Resonances enable the saltatory evolution of song preferences (A) Evolution of the period preference (top to bottom) in a population under a gradual (left) and saltatory (right) mode. Under a gradual mode, small changes in the preference lead to a shift of the preference over time. Under a saltatory mode, the preference function of individuals jumps to a new peak and that new peak gets fixated without intermediates. (B) Structure of the rebound model with adaptation. The non-integrated output of the rebound model from Figure 3 was used to drive a leaky integrate and fire neuron with an adaptation current (LIFAC). The spike output of the LIFAC is then integrated to yield a value proportional to the phonotaxis. A rectifying nonlinearity (relu) is then used to further sharpen the tuning for the song. (C) PPF of the rebound model with resonant peaks used as the input to the LIFAC (same as Figure 3C). The two resonant peaks at $\approx 9$ ms and $\approx 17$ ms are shown as thin black anti-diagonal lines. The thicker black diagonal line shows the transect at a DC of 66% shown in F. (D and E) PPFs of the rebound-and-LIFAC model. The resonant peaks at $\approx 9$ ms and $\approx 17$ ms (thin black lines) were isolated by setting membrane time constants ${\tau }_m$ to 8.6 (D) and 12.2 m (E), respectively. The orange and red diagonal lines correspond to the transects at a DC of 66% shown in F. (F) Period tuning of the models in B–D for a transect through the PPF at a DC of 66%. (G) Distribution of song periods for seven Anurogryllus species. The gray shaded regions depict the responses of A. muticus females to the period of the male song ($T_s$) and to twice that period ($2T_s$) (cf.

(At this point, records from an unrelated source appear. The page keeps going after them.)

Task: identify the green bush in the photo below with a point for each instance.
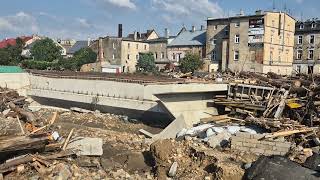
(190, 63)
(146, 63)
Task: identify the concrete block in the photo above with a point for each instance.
(264, 146)
(87, 146)
(237, 138)
(243, 134)
(249, 145)
(282, 149)
(233, 143)
(284, 145)
(268, 143)
(257, 150)
(243, 148)
(255, 141)
(257, 136)
(220, 140)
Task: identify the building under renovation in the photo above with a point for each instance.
(262, 42)
(307, 50)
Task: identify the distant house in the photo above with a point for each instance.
(66, 43)
(149, 35)
(30, 43)
(193, 41)
(77, 46)
(158, 47)
(13, 41)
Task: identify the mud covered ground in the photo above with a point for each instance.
(129, 155)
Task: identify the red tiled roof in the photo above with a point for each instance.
(12, 41)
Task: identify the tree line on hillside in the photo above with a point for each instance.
(190, 63)
(45, 54)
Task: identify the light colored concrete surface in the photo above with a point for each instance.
(16, 81)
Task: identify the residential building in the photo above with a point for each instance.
(118, 54)
(66, 43)
(306, 47)
(77, 46)
(13, 41)
(193, 41)
(158, 47)
(149, 35)
(262, 42)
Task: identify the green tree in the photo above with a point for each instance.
(190, 63)
(11, 55)
(81, 57)
(146, 63)
(45, 50)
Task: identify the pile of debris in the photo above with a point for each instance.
(29, 142)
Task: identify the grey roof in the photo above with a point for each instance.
(189, 38)
(77, 46)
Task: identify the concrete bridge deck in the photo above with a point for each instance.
(149, 101)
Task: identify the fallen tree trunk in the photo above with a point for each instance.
(28, 116)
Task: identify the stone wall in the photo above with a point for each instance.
(252, 143)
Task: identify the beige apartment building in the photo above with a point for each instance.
(262, 42)
(117, 54)
(307, 47)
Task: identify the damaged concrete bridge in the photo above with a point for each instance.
(149, 100)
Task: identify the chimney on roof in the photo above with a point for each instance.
(120, 31)
(135, 35)
(89, 41)
(166, 33)
(193, 29)
(259, 12)
(241, 12)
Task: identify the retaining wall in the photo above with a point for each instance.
(252, 143)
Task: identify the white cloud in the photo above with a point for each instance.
(83, 22)
(122, 3)
(20, 23)
(191, 8)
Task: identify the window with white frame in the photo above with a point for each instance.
(236, 55)
(279, 55)
(237, 39)
(299, 39)
(299, 54)
(310, 54)
(214, 42)
(215, 27)
(298, 69)
(271, 56)
(214, 55)
(311, 39)
(301, 26)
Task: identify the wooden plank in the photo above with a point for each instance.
(214, 118)
(287, 133)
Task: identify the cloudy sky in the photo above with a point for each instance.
(81, 19)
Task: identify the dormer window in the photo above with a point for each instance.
(301, 26)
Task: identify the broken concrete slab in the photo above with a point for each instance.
(219, 140)
(173, 170)
(172, 130)
(87, 146)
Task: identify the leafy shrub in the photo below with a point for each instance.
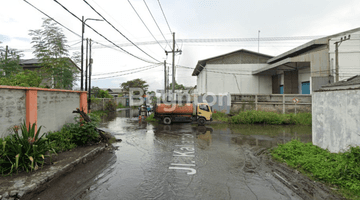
(151, 118)
(340, 169)
(25, 78)
(82, 132)
(104, 94)
(61, 140)
(23, 151)
(220, 116)
(110, 106)
(262, 117)
(120, 105)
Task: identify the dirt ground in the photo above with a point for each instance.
(63, 159)
(259, 161)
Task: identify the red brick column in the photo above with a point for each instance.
(83, 101)
(31, 107)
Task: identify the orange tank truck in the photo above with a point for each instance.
(189, 112)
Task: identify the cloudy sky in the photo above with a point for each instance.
(189, 19)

Figures 1C and 1D). (H) Overlap between songs from the 7 species and the resonant bands in the preference function of A. muticus females (gray bands in G) in the data (overlap 45%, black line) and under a random uniform model (gray histogram, 100,000 random samples, average overlap 15%). The observed overlap is unlikely to have arisen from that model ($p<{10}^{-12}$).